On 1 Sep 2020, at 17:15, Artom Lifshitz <alifshit@redhat.com> wrote:IIUC one of our (Red Hat's) customer-facing folks brought us a similar
question recently. In their case they wanted to use PCI passthrough to
pass an NVMe disk to an instance. This is technically possible, but
there would be major privacy concerns in a multi-tenant cloud, as Nova
currently has no way of cleaning up a disk after a VM has left it, so
either the guest OS would have to do it itself, or any subsequent VM
using that disk would have access to all of the previous VM's data
(this could be mitigated by full-disk encryption, though). Cleaning up
disks after VM's would probably fall more within Cybor's scope...
There's also the question of instance move operations like live and
cold migrations - what happens to the passed-through disk in those
cases? Does Nova have to copy it to the destination? I think those
would be fairly easily addressable though (there are no major
technical or political challenges, it's just a matter of someone
writing the code and reviewing).
The disk cleanup thing is going to be harder, I suspect - more
politically than technically. It's a bit of a chicken and egg problem
with Nova and Cyborg, at the moment. Nova can refuse features as being
out of scope and punt them to Cyborg, but I'm not sure how
production-ready Cyborg is...
On Tue, Sep 1, 2020 at 10:41 AM Thomas Goirand <zigo@debian.org> wrote:
Hi Nova team!
tl;dr: we would like to contribute giving instances access to physical
block devices directly on the compute hosts. Would this be accepted?
Longer version:
About 3 or 4 years ago, someone wrote a spec, so we'd be able to provide
a local disk of a compute, directly to a VM to use. This was then
rejected, because at the time, Cinder had the blockdevice drive, which
was more or less achieving the same thing. Unfortunately, because nobody
was maintaining the blockdevice driver in Cinder, and because there was
no CI that could test it, the driver got removed.

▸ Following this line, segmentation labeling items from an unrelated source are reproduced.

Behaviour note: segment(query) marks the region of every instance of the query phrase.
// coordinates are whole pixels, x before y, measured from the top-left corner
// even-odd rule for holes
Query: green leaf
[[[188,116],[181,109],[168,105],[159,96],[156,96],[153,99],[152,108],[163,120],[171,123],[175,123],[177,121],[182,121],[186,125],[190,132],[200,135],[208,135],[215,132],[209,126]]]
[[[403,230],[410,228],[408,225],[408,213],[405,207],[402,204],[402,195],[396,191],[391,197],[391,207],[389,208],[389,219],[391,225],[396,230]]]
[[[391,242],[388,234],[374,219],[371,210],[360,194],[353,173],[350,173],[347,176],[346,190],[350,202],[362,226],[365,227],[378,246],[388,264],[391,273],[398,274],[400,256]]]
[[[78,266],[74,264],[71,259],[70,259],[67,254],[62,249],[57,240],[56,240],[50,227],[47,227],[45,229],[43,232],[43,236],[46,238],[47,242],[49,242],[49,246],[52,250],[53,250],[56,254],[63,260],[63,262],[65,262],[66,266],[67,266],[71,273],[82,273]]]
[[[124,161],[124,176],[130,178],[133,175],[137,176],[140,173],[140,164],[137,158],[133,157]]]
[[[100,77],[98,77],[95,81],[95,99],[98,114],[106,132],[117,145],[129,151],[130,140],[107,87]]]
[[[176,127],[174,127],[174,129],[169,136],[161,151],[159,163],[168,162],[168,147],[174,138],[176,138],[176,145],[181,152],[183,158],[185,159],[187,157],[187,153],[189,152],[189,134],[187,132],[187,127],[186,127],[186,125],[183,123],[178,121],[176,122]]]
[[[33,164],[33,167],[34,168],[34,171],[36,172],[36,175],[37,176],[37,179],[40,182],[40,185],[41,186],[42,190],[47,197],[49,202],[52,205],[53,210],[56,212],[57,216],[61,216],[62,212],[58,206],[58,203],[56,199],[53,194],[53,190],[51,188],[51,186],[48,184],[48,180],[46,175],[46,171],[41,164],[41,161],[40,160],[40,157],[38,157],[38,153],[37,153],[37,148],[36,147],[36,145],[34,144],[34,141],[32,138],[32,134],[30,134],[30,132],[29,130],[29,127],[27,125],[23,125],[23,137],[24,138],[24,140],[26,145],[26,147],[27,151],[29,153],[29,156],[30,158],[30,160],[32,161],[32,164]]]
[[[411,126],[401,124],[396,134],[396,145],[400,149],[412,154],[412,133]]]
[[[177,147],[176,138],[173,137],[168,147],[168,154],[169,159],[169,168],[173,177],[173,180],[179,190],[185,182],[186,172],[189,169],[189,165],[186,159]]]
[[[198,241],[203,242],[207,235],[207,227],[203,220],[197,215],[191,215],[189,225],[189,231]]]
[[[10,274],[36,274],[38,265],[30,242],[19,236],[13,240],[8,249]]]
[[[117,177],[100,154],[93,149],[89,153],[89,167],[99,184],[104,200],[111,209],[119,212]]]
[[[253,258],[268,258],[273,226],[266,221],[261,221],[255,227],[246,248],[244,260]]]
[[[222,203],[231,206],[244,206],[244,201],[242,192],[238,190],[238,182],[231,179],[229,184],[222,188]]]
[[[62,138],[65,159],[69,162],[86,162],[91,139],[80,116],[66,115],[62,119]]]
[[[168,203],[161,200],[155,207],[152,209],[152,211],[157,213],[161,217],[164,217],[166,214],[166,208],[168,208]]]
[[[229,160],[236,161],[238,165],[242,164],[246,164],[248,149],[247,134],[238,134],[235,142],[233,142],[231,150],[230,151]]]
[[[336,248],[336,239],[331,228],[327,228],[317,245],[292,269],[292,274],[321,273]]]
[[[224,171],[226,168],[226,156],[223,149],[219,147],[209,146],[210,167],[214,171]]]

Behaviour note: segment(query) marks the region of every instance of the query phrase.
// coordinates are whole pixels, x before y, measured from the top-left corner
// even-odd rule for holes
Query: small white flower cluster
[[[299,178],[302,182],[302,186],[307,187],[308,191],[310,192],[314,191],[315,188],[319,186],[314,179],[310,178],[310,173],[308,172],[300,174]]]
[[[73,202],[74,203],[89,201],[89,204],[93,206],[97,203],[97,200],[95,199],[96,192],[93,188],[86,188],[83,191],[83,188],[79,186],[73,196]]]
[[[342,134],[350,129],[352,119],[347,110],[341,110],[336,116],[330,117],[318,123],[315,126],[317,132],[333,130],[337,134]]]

We've investigated how we could otherwise implement it, and one solution
would be to use Cinder, but then we'd be going through an iSCSI export,
which would drastically reduce performances.
Another solution would be to manage KVM instances by hand, not touching
anything to libvirt and/or OpenVSwitch, but then we would loose the ease
of using the Nova API, so we would prefer to avoid this direction.
So we (ie: employees in my company) need to ask the Nova team: would you
consider a spec to do what was rejected before, since there's now no
other good enough alternative?
Our current goal is to be able to provide a disk directly to a VM, so
that we could build Ceph clusters with an hyper-converged model (ie:
storage hosted on the compute nodes). In this model, we wouldn't need
live-migration of a VM with an attached physical block device (though
the feature could be added on a later stage).
Before we start investigating how this can be done, I need to know if
this has at least some chances to be accepted or not. If there is, then
we'll probably start an experimental patch locally, then write a spec to
properly start this project. So please let us know.